Et la recette semble très bien fonctionner, si l’on se fie à l’enthousiasme débordant des spectateurs. «La démolition est devenue une tradition pour nous, on n’en manque pas une, beau temps, mauvais temps. On se connaît tous ici, c’est une véritable activité sociale !», s’est exclamé un des fidèles amateurs de démolition.

Des courses qui ont mis le feu

La catégorie de course qui a suscité le plus l’attention des visiteurs est sans aucun doute celle des «gladiateurs». Elle porte ce nom puisque les voitures sont à peine protégées et que c’est dans cette course que ça «brasse» le plus. «Ce sont de vrais guerriers», a commenté un des mécaniciens de l’événement. Nuages de fumée, feux, pneus éclatés, portes fracassées, les véhicules ont été complètement détruits. 

On y retrouvait aussi les classes «soudé», «pick-up» et «tracteur à pelouse». Quand l’animateur donnait le départ, il ne suffisait que de quelques minutes pour que les autos soient totalement démolies. «On donne tout ce qu’on a. Qu’il ne nous reste qu’une roue, qu’on n’ait plus de capot, si notre voiture avance encore, on continue de foncer dans le tas !»,  s’est exprimé un des pilotes de courses.

85 voitures et une dizaine de tracteurs à pelouse se sont fait anéantir dans l’arène pour cette 24e édition. La «démol», comme ils l’appellent, est un sport qui fait monter l’adrénaline et permet aux participants de se défouler, mais ce n’est pas pour autant une activité barbare. Les participants et les mécaniciens doivent connaître ce qu’ils font afin que la voiture ait le maximum de chance de remporter la course. «Avec plus de 4000 $ en prix à gagner, ça vaut la peine de s’appliquer !», a ajouté un des mécaniciens.

Une journée qui se termine bien

De plus, au cours de la journée, le spectacle s’est aussi retrouvé dans la zone située derrière l’arène. Ce stationnement, faisant penser à un cimetière de ferrailles, regroupe amis et familles qui «taponnent» sur les véhicules, comme on le dit dans ce milieu. L’ambiance était festive et les gens étaient heureux de pouvoir partager une telle tradition.

Enfin, les nombreux bénévoles ainsi que les organisateurs, Jean-François et Danny Breton, sont fiers et satisfaits du déroulement de l’activité. «C’est certain que la température en a freiné plus d’un, mais nous sommes quand même heureux de voir que beaucoup de gens ont bravé la pluie pour venir nous encourager.

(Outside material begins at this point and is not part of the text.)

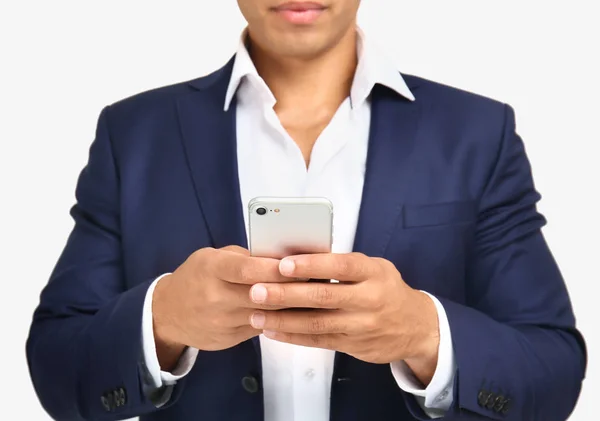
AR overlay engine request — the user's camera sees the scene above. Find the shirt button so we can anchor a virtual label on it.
[435,390,448,403]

On est un village qui se tient et ça paraît», a affirmé un des bénévoles.

Les gagnants

Dans la catégorie des 8 cylindres soudés, Bruno Tardif a remporté la première place avec une bourse de 1 200 $. Samuel Oignon et Sébastien Rousseau ont respectivement gagné le deuxième et troisième prix de 800 $ et 400 $.

Pour ce qui est de la classe 4 cylindres mixes (gladiateur/soudé), Brian Landry s’est mérité le premier prix d’un montant de 1 000 $. Les deuxième et troisième places sont allées à Paul Pouliot et Sébastien Turcotte avec 600 $ et 375 $ en bourse.